The coach had originally agreed to four Nations League group games, the last of which will take place on Tuesday in Wales. If the clearly favored DFB team wins away, they will certainly take part in the four-team final tournament of the Nations League at the end of February, in which two European places for the Olympic Games in Paris next summer will be awarded. France is already set to host the Olympics.

Hrubesch had already indicated before the Denmark game that he would also look after the team in the final tournament. What happens next is unclear and probably depends on whether the German team takes part in the Olympics or not. “I want to stick with it for now and see how it develops,” said the 1980 European champion on Friday evening.

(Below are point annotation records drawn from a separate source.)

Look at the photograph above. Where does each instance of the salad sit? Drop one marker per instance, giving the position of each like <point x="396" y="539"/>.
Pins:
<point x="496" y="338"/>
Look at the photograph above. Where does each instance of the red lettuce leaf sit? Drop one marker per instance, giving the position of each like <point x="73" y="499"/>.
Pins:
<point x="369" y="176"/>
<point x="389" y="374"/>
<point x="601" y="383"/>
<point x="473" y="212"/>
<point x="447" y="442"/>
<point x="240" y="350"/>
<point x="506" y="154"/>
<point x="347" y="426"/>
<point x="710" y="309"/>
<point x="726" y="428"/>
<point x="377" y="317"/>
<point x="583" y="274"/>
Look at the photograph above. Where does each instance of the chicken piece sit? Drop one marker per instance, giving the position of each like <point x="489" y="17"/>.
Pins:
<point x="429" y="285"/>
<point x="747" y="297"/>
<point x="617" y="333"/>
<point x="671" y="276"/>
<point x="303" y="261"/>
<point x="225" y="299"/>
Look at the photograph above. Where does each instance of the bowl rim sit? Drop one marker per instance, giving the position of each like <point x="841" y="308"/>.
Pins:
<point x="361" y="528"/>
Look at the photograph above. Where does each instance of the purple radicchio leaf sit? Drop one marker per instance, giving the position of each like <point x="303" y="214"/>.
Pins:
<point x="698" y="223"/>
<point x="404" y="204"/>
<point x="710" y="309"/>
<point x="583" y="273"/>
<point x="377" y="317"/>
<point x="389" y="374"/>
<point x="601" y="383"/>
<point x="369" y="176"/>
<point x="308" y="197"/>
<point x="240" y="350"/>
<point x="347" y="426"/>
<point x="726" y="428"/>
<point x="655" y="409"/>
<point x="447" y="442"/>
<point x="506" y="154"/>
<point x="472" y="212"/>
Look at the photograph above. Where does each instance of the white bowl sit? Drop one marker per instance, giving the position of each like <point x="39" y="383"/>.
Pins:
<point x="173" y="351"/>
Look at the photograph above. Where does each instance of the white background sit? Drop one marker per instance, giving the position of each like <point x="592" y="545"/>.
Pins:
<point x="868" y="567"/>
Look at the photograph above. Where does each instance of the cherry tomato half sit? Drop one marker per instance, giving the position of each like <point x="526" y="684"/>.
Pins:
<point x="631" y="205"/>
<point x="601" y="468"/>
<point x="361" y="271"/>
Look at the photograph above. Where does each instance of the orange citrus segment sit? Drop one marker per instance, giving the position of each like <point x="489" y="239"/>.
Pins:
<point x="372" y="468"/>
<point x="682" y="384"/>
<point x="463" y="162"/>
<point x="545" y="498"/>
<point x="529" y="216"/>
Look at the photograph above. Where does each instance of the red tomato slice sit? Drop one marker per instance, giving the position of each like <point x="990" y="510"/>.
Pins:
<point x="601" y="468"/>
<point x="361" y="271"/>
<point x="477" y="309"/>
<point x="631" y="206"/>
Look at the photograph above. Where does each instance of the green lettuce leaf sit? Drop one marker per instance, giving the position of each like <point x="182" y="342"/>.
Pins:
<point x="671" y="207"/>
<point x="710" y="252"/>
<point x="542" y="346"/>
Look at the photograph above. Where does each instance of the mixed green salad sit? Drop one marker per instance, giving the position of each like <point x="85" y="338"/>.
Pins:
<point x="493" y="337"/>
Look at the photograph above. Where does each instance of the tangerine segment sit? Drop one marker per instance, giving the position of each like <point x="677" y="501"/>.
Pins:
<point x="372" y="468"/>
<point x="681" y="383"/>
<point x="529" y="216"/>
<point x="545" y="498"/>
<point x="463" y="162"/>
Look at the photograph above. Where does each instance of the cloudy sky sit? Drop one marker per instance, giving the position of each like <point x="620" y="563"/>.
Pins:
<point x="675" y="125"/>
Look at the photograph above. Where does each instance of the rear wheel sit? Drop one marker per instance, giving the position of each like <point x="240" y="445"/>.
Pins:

Schult: “Clear development of the team”

Others like DFB managing director Andreas Rettig raved about the qualities of the HSV idol. “It’s great what Horst has achieved here with his coaching team,” said Rettig on ZDF. "You can see that the team has a completely different body language, they are on fire, they run for the coach." The coach's handwriting is also clearly recognizable for the former national soccer goalkeeper and Olympic champion Almuth Schult. “The team had clarity and determination in their game,” said the 32-year-old after an important win against Denmark.

In any case, Rettig can imagine Hrubesch staying beyond a possible final tournament. “I have nothing against Horst Hrubesch celebrating his 73rd birthday as national coach,” said Rettig. Hrubesch, whose birthday is April 17th, stepped in as interim head coach at the beginning of October after then national coach Martina Voss-Tecklenburg reported illness, whose contract with the German Football Association (DFB) has since been terminated.

Since then, things have been going well again for the vice-European champions. The team even mastered the pressure situation against Denmark - even a draw would have made the Olympics a thing of the past - with amazing confidence. "It's still far from perfect. But I think we've brought the basics, the virtues that define us, that define football, back onto the pitch," said the offensively energetic Sydney Lohmann. “There was life there, there was full commitment.” And there was a Horst Hrubesch who knew everyone behind him - his wife Angelika anyway.